Enjoying the Holidays through Dementia or Alzheimer's

Published: December 22, 2020




While many older adults with Alzheimer's or dementia have a desire to participate in holiday festivities, this time of year can also be extremely overwhelming. Added stress and over-stimulation from activities can lead to confusion, agitation, fidgeting, unpredictable behavior or mood swings.

Many families discover that simple modifications to beloved family traditions can create an enjoyable atmosphere for people with dementia. Here are a few helpful tips:


One of the easiest ways to ensure a frustration-free gathering is to have open, precise communication with family members to set expectations. Remember that dementia is a progressive disease that gets worse over time. Consider the length of time since visitors last saw your loved one. To avoid shocking family or friends, it is a good idea to update them on your older adult’s current condition before they come over. Be sure to offer help to family members who may not know what to say and do.  Be sure to give your family members enough time to absorb this information and ask questions before your gathering.

Consider their current daily routine when planning annual traditions. Deviations from familiar routines may cause stress, which can trigger challenging behavior. Determine easy modifications to help older adults participate and enjoy festivities, such as maintaining mealtime schedules or factoring in much-needed rest.
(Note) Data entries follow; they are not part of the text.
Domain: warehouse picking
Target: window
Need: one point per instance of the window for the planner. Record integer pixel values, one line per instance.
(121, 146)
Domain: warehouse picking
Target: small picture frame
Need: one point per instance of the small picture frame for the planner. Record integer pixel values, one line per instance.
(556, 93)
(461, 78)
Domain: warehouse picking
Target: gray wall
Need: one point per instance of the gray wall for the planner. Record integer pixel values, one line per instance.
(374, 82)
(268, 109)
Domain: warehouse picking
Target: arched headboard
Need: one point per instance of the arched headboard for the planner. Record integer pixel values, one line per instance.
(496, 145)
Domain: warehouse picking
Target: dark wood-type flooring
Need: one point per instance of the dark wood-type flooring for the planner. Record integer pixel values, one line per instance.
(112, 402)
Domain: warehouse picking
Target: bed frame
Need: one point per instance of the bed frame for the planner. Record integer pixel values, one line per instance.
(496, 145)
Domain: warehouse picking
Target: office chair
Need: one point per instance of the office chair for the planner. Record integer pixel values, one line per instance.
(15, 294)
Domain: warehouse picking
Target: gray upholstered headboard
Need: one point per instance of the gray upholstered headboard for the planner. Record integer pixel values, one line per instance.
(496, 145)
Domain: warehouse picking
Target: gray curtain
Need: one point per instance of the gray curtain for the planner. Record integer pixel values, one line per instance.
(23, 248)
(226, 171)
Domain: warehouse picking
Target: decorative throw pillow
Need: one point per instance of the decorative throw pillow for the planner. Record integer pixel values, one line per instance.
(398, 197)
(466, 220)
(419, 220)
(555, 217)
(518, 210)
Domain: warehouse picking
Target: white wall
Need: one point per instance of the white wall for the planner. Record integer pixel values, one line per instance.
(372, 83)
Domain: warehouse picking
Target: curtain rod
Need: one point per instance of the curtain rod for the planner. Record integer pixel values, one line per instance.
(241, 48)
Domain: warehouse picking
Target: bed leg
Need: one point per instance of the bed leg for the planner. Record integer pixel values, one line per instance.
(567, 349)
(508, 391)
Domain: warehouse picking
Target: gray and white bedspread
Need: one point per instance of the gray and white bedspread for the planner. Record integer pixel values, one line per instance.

To prevent older adults from becoming overtired or overstimulated, it’s important to pace activities and take frequent breaks.

Opt for decorations that are chosen with care. While the holidays are filled with great beauty and eye-catching decorations, you don't want your loved one with dementia to become overstimulated, which can cause agitation.

Seniors with dementia may enjoy holiday visitors as long as the visit isn’t overwhelming. However, remember that simply being included in the festivities brings joy and helps seniors with dementia enjoy the season.